Era una tarde de 1991, me acuerdo porque fue el año en el que cumplí 18. Salía del colegio y ya se sentía que se aproximaba el verano. Las flores que habían brotado durante la primavera inundaban de olor las calles del pequeño pueblo. En la esquina estaba Doña Ciruela, así la llamábamos por el color violeta de sus uñas que nos recordaba a aquella fruta. Me miró y me dio una cálida sonrisa. Más adelante el puesto de panes, Ramón, un compañero de clase con el cual hablaba poco, era el hijo del panadero, y al verme pasar se le ocurrió hacerme un pequeño regalo.

– Blanca- me llamó con su voz digna de un joven de 18- oye, escuche lo que paso y lo siento mucho, se que no es nada pero toma- un pequeño ramo de flores, que daba la impresión que lo había hecho mientras volvía del colegio camino a su casa, me estaba siendo regalado, sonreí sin que parezca falso y seguí mi camino.

No soy de hablar mucho pensé, y el lo sabe así que no creo que se haya ofendido. La gente me miraba mucho al caminar, todos lo sabían, como dice la frase «pueblo chico, infierno grande», pues claramente estaba siendo un infierno.
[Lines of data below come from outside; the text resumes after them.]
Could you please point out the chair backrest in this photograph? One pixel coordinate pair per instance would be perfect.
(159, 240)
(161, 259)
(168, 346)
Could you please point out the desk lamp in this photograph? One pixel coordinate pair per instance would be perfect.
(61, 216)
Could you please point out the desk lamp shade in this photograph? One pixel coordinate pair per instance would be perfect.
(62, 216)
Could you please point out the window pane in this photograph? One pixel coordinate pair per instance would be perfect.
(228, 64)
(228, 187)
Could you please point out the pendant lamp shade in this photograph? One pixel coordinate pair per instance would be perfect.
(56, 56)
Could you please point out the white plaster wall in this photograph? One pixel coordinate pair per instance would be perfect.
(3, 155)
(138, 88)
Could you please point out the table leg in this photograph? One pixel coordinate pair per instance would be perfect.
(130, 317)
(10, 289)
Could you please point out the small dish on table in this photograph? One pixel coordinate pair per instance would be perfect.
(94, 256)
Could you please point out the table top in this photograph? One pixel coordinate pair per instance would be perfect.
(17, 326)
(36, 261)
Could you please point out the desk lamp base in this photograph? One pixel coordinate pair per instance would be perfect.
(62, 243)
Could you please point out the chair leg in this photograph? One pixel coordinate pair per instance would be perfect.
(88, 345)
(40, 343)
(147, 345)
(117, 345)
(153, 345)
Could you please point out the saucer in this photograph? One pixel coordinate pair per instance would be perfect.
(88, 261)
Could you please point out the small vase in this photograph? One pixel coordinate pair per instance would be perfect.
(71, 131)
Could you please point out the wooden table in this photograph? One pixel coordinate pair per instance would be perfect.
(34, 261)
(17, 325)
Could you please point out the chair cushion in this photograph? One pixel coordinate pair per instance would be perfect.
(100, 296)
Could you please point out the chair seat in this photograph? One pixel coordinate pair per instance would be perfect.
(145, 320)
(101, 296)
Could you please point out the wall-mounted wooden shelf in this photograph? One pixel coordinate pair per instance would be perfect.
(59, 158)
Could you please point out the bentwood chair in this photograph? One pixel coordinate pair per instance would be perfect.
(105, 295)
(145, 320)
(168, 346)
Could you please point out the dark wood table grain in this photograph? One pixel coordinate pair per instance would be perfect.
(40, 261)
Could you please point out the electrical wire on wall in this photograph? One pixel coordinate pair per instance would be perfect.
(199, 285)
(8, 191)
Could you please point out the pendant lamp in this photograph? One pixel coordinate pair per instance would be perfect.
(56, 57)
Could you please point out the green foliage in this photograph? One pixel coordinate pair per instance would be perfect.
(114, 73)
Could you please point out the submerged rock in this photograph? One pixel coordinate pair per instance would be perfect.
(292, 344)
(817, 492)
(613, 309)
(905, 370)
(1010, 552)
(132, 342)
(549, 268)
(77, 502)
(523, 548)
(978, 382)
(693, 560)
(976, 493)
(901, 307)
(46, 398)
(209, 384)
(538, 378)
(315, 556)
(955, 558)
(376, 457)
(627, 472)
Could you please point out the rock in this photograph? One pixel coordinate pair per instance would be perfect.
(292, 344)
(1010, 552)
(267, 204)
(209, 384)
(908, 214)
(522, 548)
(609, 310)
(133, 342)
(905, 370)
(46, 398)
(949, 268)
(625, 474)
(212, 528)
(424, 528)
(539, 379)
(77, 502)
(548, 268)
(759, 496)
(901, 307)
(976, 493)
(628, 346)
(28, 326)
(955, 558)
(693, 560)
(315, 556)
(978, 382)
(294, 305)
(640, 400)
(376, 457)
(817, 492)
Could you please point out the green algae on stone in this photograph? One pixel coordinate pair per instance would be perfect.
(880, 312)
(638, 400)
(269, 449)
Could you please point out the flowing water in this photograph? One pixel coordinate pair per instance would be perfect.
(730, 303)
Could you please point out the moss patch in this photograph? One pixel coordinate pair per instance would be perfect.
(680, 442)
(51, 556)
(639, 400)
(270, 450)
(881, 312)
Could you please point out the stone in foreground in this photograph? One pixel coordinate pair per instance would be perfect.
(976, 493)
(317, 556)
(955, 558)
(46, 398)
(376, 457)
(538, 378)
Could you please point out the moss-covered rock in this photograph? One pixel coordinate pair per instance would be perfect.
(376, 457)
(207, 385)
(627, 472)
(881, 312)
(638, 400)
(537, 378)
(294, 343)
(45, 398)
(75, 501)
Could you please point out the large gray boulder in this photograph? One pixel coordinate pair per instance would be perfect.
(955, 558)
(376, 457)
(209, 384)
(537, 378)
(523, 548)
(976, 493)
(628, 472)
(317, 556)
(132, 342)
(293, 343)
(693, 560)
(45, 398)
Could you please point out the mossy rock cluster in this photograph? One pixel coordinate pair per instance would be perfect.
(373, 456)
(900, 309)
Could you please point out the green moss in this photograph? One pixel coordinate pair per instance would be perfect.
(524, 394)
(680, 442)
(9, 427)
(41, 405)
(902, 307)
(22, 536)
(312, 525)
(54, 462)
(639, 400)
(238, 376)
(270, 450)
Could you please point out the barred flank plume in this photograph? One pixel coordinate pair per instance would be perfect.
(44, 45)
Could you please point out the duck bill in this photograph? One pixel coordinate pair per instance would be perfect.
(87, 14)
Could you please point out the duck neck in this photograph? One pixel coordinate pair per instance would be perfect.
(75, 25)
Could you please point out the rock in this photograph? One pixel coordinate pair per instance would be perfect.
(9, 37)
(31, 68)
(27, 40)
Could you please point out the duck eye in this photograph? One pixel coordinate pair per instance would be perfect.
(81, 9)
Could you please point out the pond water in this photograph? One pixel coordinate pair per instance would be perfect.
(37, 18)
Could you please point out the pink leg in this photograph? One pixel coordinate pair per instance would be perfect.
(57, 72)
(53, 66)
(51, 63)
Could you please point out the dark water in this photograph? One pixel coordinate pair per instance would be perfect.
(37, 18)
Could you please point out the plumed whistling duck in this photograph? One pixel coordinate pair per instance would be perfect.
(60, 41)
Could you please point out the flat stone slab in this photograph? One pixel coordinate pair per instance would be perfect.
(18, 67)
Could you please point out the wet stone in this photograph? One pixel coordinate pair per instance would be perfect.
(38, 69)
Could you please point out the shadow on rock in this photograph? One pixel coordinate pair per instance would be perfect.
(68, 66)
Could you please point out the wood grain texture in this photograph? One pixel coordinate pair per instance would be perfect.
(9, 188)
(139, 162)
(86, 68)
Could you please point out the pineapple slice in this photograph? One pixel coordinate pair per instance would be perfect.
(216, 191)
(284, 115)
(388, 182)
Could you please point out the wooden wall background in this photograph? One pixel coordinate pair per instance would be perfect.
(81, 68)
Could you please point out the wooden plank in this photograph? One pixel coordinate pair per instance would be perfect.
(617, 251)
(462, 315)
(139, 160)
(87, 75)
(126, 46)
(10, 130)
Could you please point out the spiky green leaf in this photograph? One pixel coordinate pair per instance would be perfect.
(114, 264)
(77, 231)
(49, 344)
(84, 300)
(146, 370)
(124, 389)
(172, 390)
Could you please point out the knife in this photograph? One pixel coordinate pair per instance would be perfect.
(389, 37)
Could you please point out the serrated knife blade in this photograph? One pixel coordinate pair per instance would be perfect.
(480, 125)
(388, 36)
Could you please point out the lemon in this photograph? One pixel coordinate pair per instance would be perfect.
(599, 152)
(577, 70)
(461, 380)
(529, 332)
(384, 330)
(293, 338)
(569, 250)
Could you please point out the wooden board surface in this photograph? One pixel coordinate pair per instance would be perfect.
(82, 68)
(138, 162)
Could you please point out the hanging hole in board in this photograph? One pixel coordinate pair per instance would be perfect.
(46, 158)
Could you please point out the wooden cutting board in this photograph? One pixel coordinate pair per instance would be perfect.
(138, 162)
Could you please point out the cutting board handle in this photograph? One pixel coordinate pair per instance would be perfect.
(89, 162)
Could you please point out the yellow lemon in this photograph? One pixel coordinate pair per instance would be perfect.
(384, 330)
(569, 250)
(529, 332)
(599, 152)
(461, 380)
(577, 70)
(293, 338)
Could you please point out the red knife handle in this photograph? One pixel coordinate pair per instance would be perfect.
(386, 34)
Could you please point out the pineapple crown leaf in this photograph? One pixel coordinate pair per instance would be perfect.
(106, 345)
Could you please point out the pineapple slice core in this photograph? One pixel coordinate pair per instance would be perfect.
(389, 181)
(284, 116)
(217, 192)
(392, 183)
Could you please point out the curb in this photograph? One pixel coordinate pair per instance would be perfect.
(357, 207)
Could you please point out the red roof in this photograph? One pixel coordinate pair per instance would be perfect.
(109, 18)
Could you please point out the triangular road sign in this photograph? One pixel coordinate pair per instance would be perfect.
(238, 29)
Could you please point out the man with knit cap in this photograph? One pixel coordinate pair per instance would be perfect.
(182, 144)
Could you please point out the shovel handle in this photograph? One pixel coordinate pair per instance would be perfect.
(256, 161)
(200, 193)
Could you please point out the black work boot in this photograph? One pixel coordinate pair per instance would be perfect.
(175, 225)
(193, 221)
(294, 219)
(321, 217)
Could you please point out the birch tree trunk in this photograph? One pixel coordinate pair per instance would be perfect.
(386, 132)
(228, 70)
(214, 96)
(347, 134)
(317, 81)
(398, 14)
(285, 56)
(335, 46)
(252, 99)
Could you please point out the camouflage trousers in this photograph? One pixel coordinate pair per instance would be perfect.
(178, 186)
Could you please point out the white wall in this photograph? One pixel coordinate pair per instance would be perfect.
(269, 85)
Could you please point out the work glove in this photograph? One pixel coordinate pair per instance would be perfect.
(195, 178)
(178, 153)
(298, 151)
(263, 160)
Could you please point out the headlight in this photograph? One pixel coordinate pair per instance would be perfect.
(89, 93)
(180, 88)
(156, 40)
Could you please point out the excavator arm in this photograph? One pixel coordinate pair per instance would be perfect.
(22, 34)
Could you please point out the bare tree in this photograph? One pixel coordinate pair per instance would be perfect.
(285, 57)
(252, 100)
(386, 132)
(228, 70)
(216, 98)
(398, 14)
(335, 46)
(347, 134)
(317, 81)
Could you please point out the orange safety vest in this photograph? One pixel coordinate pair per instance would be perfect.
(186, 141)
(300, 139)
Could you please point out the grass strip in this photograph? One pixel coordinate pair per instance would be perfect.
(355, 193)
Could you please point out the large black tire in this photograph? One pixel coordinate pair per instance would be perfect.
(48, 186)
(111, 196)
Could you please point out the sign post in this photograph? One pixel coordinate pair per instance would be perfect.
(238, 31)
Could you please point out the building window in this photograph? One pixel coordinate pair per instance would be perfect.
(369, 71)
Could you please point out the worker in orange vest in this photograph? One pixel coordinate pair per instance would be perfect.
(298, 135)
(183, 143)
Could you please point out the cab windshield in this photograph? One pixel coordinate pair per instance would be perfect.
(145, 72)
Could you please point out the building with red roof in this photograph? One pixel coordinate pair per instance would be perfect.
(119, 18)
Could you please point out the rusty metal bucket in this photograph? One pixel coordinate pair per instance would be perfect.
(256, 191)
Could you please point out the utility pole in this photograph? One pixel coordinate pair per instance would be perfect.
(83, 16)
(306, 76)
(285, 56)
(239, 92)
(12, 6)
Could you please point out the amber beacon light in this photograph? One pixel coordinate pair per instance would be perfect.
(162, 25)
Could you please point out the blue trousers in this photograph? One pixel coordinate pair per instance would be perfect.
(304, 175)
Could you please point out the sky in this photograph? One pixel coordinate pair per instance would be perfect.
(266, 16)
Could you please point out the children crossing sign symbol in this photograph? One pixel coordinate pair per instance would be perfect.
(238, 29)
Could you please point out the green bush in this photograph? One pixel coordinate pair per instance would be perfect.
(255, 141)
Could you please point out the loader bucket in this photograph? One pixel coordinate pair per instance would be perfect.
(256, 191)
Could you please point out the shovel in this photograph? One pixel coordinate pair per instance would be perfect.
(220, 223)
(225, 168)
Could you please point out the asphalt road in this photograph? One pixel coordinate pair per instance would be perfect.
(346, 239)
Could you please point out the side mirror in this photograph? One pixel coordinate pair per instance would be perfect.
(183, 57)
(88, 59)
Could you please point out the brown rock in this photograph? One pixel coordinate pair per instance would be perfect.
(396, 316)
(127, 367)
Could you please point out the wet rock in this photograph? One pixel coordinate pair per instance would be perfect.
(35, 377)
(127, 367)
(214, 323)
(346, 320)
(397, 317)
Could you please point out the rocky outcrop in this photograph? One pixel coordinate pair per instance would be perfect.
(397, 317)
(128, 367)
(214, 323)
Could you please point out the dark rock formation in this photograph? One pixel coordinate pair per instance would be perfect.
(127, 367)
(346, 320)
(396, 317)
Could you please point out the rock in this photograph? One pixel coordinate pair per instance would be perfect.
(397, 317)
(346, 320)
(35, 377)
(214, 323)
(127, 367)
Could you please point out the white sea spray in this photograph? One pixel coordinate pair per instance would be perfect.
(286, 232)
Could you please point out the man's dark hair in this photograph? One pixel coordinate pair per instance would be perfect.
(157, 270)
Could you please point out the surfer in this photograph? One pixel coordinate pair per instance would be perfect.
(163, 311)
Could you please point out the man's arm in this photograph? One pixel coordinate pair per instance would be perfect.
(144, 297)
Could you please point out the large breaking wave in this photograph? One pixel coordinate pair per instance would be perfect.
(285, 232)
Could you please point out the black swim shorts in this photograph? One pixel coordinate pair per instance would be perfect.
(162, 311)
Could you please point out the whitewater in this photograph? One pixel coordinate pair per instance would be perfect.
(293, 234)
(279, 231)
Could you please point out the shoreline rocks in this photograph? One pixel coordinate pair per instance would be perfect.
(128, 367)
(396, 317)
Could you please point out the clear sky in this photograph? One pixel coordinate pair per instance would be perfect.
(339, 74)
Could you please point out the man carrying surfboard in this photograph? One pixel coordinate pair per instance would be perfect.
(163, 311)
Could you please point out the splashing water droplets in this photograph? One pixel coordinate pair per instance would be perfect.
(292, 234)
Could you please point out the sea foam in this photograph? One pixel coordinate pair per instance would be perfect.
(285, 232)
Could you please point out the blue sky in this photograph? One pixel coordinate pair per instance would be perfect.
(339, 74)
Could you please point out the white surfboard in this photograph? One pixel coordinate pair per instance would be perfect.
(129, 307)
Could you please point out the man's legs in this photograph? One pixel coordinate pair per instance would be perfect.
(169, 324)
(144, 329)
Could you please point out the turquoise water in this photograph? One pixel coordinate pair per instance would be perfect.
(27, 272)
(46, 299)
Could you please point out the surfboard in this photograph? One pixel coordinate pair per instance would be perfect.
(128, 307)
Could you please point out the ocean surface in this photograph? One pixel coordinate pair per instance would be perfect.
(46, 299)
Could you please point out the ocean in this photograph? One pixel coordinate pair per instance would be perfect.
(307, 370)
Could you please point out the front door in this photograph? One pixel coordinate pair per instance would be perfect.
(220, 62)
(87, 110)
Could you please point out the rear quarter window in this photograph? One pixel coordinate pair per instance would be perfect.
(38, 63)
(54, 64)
Unas calles antes de llegar me encontré con Paula, mi vecina, tenía mi edad pero nunca habíamos logrado llevarnos bien. Al verme me abrazó, supuse que se había enterado. Llevaba una pequeña caja de bombones que tenían forma de corazón, y me los dejó en la mano. No me gustaban, eran esos que al comerlos sabes que va a darte diabetes, pero los acepté, era lo menos que podía hacer. En realidad, no me molestaba que ahora intente llevarse bien conmigo (como todos), sino ser el centro de atención, en el bar de enfrente también, mientras los hombres tomaban una caña susurraban acerca de mi, de mi madre, de mi muerta madre, me sentía protagonista de una película en la cual siempre había sido invisible, y por un hecho ahora todos sabían de mi.

Pero ya han pasado 19 años, soy una mujer adulta, y me gusta recordar aquel año como el año en el que cumplí 18, no en el que mi madre murió, porque me haría odiar ese año. Trato de verlo como si el destino ya hubiera escrito todo, porque era así el destino tiene planes para todos, y esa tarde de 1991 en la cual mi mamá falleció, era lo que tenía que pasar. Nunca la deje de querer, y mucho menos la olvidaré. Pero ahora decido acordarme de los momentos felices que pasamos, costó entenderlo, porque aquel día, después de que todos se enteraron, la calle era un infierno para mí. Aunque si no hubiera sido por eso, ahora no estaría con Ramón y Paula no sería mi mejor amiga, pero eso es otra historia.